A couple of months ago I wrote a post about Retention Rate as the first metric to watch when rolling out a new product or feature. High retention rate is strong evidence of your product's utility and usability. Once you have established this value, it's time to drive adoption.

You measure adoption with penetration rate, which is calculated as the number of active users divided by the total number of potential users. Sometimes there is debate around the scope of the potential user base. I advocate for a broader definition. For example, even if you have only launched in one locale, I think that you should calculate penetration rate against worldwide potential customers. This way, when you launch a new locale, your penentration rate goes up and not down. In general, I like metrics that go up when good things happen rather than ones whose dips can be explained by progress in other areas.

To increase penetration rate, you need to attract new users and keep the ones that you have. You should track both customer acquisition and retention because aggressive customer acquisition can mask churn, which is harmful to your business long term. You don't want to waste resources chasing customers that you can't keep.

Consider the channels you have to build awareness: release notes, tool tips and interactive product tours, searchable documentation, email, youtube channels... But be aware of the annoyance factor, the more accessible (in your face) the channel, the more disruptive it can be when unwanted. My team at Alexa Audio owns the hints that occur during audio playback. Alexa "by the way" hints can be very annoying so we have strict rules for which ones we allow during the audio experience. The hint must introduce a feature or content that is useful in current context. For example, we might suggest how to make a play queue continuous after the music naturally ends.

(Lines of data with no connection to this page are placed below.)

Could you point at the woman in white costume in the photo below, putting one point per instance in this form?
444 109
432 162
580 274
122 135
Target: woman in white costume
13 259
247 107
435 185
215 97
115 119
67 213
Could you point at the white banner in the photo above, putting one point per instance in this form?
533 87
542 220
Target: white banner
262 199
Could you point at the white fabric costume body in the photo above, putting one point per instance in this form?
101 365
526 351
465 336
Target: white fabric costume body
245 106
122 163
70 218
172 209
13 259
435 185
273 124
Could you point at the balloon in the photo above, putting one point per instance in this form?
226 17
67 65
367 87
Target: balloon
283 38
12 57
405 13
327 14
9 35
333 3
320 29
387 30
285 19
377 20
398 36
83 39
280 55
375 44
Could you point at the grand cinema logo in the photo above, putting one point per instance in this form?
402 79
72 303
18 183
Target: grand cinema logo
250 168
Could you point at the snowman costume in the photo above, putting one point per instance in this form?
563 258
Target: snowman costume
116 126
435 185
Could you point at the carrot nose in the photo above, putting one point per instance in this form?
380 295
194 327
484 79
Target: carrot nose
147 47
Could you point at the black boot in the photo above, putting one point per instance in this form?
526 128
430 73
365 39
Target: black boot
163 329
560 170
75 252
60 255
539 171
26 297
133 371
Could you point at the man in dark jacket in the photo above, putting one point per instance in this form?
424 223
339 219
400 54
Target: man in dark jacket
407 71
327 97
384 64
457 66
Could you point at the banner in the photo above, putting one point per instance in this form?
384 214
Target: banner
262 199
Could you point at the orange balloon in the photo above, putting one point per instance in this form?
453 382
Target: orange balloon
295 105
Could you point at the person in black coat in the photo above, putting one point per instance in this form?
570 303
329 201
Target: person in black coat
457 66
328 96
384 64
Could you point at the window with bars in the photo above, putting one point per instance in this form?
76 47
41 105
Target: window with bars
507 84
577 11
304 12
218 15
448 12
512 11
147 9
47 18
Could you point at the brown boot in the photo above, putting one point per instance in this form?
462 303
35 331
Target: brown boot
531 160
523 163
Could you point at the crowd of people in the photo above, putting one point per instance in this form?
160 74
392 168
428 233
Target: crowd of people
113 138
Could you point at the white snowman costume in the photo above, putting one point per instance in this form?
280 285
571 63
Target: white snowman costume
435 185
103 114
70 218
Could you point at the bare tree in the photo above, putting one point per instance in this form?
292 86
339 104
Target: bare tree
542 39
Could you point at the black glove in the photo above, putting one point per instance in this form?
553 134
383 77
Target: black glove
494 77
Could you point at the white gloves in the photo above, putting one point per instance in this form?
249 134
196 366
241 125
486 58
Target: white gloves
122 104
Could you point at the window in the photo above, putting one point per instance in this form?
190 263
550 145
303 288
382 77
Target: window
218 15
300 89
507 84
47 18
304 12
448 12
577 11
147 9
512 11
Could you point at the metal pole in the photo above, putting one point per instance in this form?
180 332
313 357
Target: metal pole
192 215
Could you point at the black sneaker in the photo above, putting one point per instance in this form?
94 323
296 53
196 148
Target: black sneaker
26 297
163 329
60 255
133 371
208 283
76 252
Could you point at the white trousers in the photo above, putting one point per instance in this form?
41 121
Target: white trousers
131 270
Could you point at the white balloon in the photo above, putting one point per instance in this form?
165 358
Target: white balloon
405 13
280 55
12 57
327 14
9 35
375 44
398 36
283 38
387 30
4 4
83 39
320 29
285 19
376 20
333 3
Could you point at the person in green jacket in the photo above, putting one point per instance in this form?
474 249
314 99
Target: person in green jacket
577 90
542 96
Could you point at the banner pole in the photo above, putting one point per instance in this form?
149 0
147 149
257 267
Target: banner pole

You need to be scientific in how you measure the impact of an experiment. This means randomized tests with control and treatment groups and the ability to compare immediate and long term behavior of both groups. A high conversion rate is not good if those who got the impression wind up using your product less over the following months.

In addition to building awareness, you need to make sure that the customer's first attempt to use the feature is successful and they experience immediate value. If the feature is not designed for immediate value (like auto-save), show progress toward that value (like showing a last saved time).

Most organizations don't have the analytical capacity to measure and manage penetration rate for every feature in their product. It is best to focus on "high value actions:" features that, when adopted, increase overall engagement with the product and value exchange between you and your customers. There are sophisticated statistical models that can calculate the monetary value of each action but a simpler approach is to segment your user population by overall engagement (such the days in a month that they use the product). Compare the behavior of the top quartile with the bottom quartile and see which features your most active customers love. Then you can build programs to help your less active users discover these features.